Les instituts de formation en soins infirmiers très prisés

Cette année, les terminales technologiques et professionnels ont aussi plus souvent choisi les BTS et BUT : « Cela fait plusieurs années qu’il existe des quotas de places qui leur sont réservés dans ces formations, ce qui les incite à s’y inscrire », constate Jérôme Teillard. Les spécialités commerciales continuent à être plébiscitées (BTS management commercial opérationnel, BTS négociation et digitalisation de la relation client, BTS commercial international ou BUT techniques de commercialisation), ainsi que celles relatives à la gestion (BUT gestion des entreprises et des administrations, BTS Gestion de la PME, BTS comptabilité et gestion) ou l’informatique (BUT informatique, BUT métiers du multimédia et de l’Internet, BTS services informatiques aux organisations).

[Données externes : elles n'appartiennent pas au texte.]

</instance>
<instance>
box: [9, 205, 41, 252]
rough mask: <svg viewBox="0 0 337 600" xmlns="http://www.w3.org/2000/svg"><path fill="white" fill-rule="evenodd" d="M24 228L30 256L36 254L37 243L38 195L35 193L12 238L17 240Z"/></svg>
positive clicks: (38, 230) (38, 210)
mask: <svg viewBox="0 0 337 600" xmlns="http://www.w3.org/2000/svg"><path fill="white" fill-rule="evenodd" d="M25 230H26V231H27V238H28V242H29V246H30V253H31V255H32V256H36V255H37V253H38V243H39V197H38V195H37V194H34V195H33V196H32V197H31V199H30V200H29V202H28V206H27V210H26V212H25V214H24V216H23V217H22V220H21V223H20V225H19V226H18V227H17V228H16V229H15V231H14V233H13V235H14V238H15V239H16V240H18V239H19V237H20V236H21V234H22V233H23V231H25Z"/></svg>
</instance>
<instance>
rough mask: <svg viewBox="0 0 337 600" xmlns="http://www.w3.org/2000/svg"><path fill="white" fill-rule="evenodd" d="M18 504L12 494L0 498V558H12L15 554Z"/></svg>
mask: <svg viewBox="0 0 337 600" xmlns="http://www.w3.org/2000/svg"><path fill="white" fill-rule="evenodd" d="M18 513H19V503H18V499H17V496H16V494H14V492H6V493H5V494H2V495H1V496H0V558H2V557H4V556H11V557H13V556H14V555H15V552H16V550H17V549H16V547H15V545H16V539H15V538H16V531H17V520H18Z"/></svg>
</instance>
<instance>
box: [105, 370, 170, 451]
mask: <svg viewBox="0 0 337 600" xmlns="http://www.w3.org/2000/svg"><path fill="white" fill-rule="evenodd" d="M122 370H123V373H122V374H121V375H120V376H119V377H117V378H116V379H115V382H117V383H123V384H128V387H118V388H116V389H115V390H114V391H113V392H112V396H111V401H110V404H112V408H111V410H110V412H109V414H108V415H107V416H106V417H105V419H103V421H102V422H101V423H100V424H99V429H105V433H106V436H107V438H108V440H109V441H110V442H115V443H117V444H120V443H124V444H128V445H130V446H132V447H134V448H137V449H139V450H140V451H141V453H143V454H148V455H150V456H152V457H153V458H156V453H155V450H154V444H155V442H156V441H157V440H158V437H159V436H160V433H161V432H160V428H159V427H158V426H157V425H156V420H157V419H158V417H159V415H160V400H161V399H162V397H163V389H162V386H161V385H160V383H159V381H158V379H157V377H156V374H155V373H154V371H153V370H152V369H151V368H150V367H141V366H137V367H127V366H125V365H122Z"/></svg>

Les formations du secteur sanitaire et social ont aussi le vent en poupe, comme le montre le boom des vœux en formation en soins infirmiers (+13 % cette année), et qui représente 9 % des vœux. « Auparavant, il fallait s’inscrire à chaque concours d’institut des soins infirmiers et payer pour le passer. Mais depuis 2019, il n’y a plus de concours, ce qui a créé une attractivité supplémentaire », souligne Jérôme Teillard. Forts de ce constat, le gouvernement et les régions ont d’ailleurs lancé un plan d’augmentation de places. Les parcours spécifiques accès santé (Pass) continuent à attirer, avec 8,4 % des vœux exprimés, ainsi que les diplômes d’Etat du domaine sanitaire et social (6 %). « Le fait que ces cursus conduisent à des métiers à forts besoins sociaux, et qui recruteront toujours de manière durable, n’est pas étranger à leur succès », poursuit Jérôme Teillard.

Davantage de souhaits de mobilité

Enfin, on constate que la crise sanitaire n’a pas tué les velléités de bouger des lycéens. Cette année, 74 % d’entre eux ont confirmé au moins un vœu hors de leur académie (+ 5 points par rapport à 2020). « C’est la quatrième année qu’il est vraiment possible de le faire, donc les lycéens ont davantage le réflexe de la mobilité », estime Jérôme Teillard.

« Sur la plateforme, la possibilité de postuler en dehors de son académie est aussi beaucoup mieux présentée », indique Sylvie Amici. L’aide à la mobilité Parcoursup de 500 euros, destinée aux lycéens boursiers, doit aussi y être pour quelque chose.